There is rdp on the windows machines and freenx on the ubuntu. And for the client I have remmina on ubuntu and rdp&#38;nomachine client on windows.<p>All advice is greatly appreciated and thanks in advance.
======
bincat
Does the university's workstations have publicly accessible ip? Do you have
admin right to run vpn type of service on it? If so you can run OpenVPN in p2p
mode (with no remote option it just listens on a given lport). All application
traffic (rdp, freenix, tightvnc, etc) goes over the tunnel.

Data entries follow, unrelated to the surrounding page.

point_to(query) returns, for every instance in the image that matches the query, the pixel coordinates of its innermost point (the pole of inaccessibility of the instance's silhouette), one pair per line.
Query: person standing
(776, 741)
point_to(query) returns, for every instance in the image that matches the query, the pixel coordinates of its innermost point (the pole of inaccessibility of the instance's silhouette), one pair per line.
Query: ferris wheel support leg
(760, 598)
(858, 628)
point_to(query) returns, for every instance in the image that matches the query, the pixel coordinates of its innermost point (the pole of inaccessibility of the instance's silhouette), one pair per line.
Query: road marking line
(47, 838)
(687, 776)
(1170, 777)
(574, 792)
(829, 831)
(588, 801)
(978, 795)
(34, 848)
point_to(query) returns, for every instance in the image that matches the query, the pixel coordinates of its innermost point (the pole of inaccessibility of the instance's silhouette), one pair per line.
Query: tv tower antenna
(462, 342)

Mac <http://code.google.com/p/tunnelblick> Windows
[http://openvpn.net/index.php/open-
source/downloads.html#late...](http://openvpn.net/index.php/open-
source/downloads.html#latest-stable)

As far as the slowness is concerned it might be due to the software that
you're using to look at the remote screen. I know tightvnc can go across cable
modem type of isp connection well. But don't expect it to be superfast.
UltraVNC is good too, but it's not interoperable with tightvnc and it is
Windows only.

------
vkdelta
Couple of things:

1\. You will able to use something like OpenVPN for windows/mac. But you will
decode the configuration of the tunnel and encryption parameters from the
Cisco VPN profile (try looking in your programs files/Cisco systems/...
/profiles/ directory)

2\. But using any other client will not really help to increase the throughput
/performance.

3\. Throughput is limited by WAN link (probably a slow DSL modem) and also
university's VPN server.

4\. I have used Cisco VPN to log in to university workstations during my grad
school days. It was pretty good. I had 12x1 services at my apt.

What type/speed of Internet service do you currently have?

------
stonemetal
Not sure how much control you have over the remote machines, you could do
something like ssh and VNC. TightVNC has a client that supports ssh tunneling.